I need somebody smart to teach me everything they know about the Pythagorean theorem, please.
When you have a right angled triangle, and you know the length of 2 sides (any), you can calculate the length of the 3rd one because this guy (PYTHAGORES) worked really hard to prove there's a formula that's always true with a right angled triangle. That's the formula: a² + b² = c² c is the side opposite of the right angle, a and b are the 2 other sides. Plug in the numbers, do the algebra (you need help with that too or is it fine?) and you should have the length of whatever side you were looking for. WHY? Well, there's a whole theorem with geometric proofs and all that makes this relationship alway true. Not sure how much expelnation of that you need if all you do is applying the formula.
I watch Vi Hart's YouTube channel because she is a skilled mathematician and storyteller. I get math when she presents it. And I just watch her videos because they are good. Not because I need the math. Here's her answer to your question, visually presented: Pythagoras via Origami
Well, thanks for the video, truley, now I know what it is, which is very helpful, but, that's not exactly what I needed.
Ah, Just too many things... I give up. All I want to is be smart but it'd just so fucking dificult!
Wow, I just noticed the tag that was put up on this topic, well, its actually not homework, it's on worksheets and stuff and I'm failing brutally because I don't know a shit's worth about math.
cut-the-knot has a nice post on Euclid's proof. If you have specific questions many of us can probably answer them for you, but "everything about the Pythagorean theorem" is not a specific question.
Ok, the main thing I need to know is many things, but here's one of them, the problems like this are driving me crazy: I can't get the image, but imagine a triangle, one length is 6m, one length is 8m, and one length is c, then it asks, what is the length of the hypotenuse.
You know by the Pythagorean theorem, so all that's left is a little algebra. Since both sides are equal, their square roots are equal, so getting there just depends on knowing the theorem and a little bit of algebra. If it's the first part that's giving you trouble you should study the proof until you can see why it's true, because then remembering it is easy, but most just memorize it. If it's the second then review your algebra. Your textbook sucks, because all high school math textbooks suck, but it's not impossible to make sense of. 6² + 8² = c²
c = √( 6² + 8²) = 10
So the Pythagorean theorem is a set formula? If so, can you provide it.

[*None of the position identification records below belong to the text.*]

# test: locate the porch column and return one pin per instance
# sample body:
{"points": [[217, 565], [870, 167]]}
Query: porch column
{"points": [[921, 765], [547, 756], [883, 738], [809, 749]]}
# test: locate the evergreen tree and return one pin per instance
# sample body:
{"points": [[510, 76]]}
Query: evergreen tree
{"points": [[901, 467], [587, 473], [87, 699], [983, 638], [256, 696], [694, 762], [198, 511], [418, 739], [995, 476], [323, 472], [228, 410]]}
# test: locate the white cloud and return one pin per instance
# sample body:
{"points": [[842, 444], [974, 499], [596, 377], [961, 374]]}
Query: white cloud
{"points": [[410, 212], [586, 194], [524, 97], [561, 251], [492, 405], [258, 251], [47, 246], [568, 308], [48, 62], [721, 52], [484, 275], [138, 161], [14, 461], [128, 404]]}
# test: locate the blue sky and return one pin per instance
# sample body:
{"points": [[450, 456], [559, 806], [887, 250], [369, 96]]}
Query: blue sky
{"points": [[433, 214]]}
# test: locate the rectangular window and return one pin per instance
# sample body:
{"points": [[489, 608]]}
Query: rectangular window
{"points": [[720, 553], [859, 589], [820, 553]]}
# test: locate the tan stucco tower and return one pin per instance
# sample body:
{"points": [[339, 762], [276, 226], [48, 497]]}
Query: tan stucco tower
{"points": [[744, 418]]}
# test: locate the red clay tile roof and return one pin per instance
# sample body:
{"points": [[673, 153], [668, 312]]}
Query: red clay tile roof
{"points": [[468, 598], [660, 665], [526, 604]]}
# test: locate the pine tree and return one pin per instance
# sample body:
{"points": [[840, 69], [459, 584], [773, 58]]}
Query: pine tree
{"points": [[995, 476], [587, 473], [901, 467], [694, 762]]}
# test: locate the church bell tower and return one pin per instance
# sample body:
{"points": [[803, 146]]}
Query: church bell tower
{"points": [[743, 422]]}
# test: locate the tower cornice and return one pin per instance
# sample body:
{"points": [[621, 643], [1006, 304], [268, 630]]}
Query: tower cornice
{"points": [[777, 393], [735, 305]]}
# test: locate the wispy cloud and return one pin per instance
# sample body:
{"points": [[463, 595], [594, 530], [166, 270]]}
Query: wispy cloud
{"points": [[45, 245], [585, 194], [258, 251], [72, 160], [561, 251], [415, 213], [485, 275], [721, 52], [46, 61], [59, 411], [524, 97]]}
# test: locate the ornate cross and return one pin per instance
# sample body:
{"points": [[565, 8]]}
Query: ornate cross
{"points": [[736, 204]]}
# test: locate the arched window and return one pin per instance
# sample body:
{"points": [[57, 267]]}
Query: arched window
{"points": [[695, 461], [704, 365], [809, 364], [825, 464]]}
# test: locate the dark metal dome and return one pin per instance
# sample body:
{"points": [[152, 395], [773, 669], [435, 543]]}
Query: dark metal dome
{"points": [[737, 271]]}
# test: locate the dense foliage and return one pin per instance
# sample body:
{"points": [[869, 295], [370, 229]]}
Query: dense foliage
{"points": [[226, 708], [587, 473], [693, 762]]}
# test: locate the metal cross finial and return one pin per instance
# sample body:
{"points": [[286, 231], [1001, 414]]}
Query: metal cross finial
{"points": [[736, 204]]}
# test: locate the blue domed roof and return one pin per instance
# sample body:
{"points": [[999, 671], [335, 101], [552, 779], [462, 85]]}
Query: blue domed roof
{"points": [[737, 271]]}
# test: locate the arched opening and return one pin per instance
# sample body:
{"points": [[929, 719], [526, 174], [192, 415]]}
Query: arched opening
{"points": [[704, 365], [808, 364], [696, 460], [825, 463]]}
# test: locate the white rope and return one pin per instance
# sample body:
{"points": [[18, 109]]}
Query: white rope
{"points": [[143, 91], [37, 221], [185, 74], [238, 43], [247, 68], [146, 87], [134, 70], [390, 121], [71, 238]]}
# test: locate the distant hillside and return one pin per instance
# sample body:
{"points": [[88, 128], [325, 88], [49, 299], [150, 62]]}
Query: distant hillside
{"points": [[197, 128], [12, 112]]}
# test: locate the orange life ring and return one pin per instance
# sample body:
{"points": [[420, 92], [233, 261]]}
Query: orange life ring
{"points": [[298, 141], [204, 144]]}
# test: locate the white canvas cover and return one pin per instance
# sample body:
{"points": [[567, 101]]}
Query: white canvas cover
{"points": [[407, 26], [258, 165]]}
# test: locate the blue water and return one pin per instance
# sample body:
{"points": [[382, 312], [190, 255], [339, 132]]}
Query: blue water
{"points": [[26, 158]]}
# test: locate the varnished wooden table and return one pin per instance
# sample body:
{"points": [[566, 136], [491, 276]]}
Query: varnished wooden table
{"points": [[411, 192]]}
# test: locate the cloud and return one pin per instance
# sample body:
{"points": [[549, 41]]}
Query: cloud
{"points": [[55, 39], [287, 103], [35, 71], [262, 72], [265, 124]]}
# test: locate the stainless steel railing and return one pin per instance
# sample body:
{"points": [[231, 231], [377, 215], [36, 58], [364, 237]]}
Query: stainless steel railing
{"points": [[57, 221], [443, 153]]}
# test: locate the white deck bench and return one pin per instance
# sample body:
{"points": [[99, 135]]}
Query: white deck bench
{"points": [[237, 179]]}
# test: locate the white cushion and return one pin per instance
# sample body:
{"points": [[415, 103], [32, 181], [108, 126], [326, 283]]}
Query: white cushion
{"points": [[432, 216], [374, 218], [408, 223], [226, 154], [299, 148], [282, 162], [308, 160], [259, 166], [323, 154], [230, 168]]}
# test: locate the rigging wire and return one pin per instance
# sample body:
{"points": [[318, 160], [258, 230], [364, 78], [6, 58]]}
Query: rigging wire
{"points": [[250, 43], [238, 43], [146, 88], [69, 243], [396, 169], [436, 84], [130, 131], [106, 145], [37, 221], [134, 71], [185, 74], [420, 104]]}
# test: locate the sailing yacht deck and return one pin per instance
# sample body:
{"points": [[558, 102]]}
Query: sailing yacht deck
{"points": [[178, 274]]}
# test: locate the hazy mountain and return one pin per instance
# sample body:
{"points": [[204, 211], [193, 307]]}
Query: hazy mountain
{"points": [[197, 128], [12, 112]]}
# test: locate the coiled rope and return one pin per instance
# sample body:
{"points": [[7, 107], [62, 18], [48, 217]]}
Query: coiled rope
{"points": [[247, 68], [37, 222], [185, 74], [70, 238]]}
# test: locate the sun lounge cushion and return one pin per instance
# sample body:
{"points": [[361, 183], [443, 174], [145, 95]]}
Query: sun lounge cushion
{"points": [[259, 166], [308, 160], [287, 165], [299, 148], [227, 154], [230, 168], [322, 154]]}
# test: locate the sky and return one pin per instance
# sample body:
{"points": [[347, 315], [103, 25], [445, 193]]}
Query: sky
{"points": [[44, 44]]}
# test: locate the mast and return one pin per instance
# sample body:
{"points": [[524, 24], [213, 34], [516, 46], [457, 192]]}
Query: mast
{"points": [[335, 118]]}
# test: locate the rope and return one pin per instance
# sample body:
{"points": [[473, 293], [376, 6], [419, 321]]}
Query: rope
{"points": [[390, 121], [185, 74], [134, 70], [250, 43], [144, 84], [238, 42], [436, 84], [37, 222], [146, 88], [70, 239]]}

It's not a formula, it's a theorem, hence the name. If a and b are two sides of a right triangle, and c is the hypotenuse, then a² + b² = c² . Do not just remember a² + b² = c², the "if a and b are two sides of a right triangle" gives the condition under which that relationship between 3 lengths holds. If you have a triangle which is not a right triangle, then the Pythagorean theorem tells you nothing directly.
Ah, jeez can you, um, "dumb it down for me"?
I can't do that because then I can't ask the video questions afterwards, and my teacher fucking hates me, please help out.
This cannot be emphasized enough. YouTube and Google and stackoverflow literally took me from a film school drop out to a mildly successful web developer. To this day, I consider my best skill the ability to Google. I have two clients who literally pay me $50/hr to write numbered steps when they can't figure out how to get that Dropbox link or save a Web page as an image. Us youngins have it easy. Don't take that for granted, OP. You can do anything if you have the ability to search, listen, learn, and repeat.